I love television, am an insomniac, and own three dual toner TiVos. TiVo saved my marriage. In a choice between keeping
my television shows and dumping my ESPN obsessed husband, I would have
gone with TV shows. TiVo lets me have my cake and eat it while
watching a ridiculous amount of television. Valentine features a cast of mostly Greek mythological characters who must unite star crossed soulmates or they’ll lose their god-like powers, become mortal and eventually die.
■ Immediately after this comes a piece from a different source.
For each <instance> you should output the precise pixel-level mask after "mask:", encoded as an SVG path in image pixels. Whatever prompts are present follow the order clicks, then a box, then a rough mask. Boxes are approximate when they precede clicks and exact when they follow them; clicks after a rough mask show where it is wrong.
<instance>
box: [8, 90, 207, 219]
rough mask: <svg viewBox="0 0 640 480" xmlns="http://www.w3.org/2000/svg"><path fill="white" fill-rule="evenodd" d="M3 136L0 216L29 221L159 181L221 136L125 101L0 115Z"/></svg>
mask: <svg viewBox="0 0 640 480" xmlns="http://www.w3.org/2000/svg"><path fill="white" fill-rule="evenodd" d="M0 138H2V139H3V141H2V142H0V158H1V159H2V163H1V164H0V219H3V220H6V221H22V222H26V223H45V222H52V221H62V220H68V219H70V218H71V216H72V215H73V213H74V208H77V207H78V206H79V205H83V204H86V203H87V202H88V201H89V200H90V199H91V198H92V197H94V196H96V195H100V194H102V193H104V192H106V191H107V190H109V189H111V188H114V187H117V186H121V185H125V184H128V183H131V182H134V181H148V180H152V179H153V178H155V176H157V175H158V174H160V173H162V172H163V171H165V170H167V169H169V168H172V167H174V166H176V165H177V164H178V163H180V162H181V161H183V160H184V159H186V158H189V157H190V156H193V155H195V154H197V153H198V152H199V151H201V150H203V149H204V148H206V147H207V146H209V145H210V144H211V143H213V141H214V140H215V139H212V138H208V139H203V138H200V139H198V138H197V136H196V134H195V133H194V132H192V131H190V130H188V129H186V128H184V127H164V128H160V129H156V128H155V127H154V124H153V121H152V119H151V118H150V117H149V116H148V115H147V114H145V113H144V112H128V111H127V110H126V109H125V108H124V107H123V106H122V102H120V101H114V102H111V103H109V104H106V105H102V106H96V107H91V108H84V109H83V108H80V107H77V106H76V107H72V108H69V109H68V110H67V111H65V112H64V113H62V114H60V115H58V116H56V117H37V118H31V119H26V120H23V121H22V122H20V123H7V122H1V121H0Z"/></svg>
The show sets up a simple convention:
Soulmates are introduced. Soulmates are torn apart. The Fates intervene by floating in a business card for the Valentine Corporation which takes the guise of whatever one of the soulmates may need (a plumber, the phone guy, a locksmith … whatever). The Valentine team of Grace/Aphrodite, her henchman Leo/Herakles, her son Danny/Eros, and Phoebe the Pythia aka Priestess of the Oracle at Delphi intervene to bring the soulmates together once Phoebe vets the match with the Oracle and learns their history and how much time they have before the couple is torn apart forever.
The pilot centers on Roland and Joanna who miss their opportunity at happiness when Roland enters the dreaded “friend zone” and supports Joanna through a bevy of crappy boyfriends which eventually culminate in Tad, a cheating douchebag she wants to marry.
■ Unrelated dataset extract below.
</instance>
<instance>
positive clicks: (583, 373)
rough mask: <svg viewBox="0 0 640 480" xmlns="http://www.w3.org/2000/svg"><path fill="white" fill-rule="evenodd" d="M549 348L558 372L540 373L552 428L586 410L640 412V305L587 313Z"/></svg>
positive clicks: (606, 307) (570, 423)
The mythological crew has its own internal conflicts:
Grade/Aphrodite is unappreciated by her husband, Ari (likely Ares, the God of War) which sends her into the arms of her ex husband, Ray (still trying to figure out who he is in the mythological scheme).
Danny/Eros thinks love = getting it on, thus he tries to shortcut the matchmaker gig and muddles the situation.
The entire crew is living in the past, requiring the aid of Kate Providence, modern day romance novelist (cue hilarious Fabio scene excerpt of her book). Kate’s character will eventually prove a love match for Danny/Eros.
The pilot is promising but there are a few notes of concern:
The matchmaker portion of the show was entirely too neat, but may become more fleshed out once the show doesn’t need to reassert the premise of its mythological characters which are, for the most part, likeable if one-dimensional.
Plus it never hurts to have a feel-good show on your list.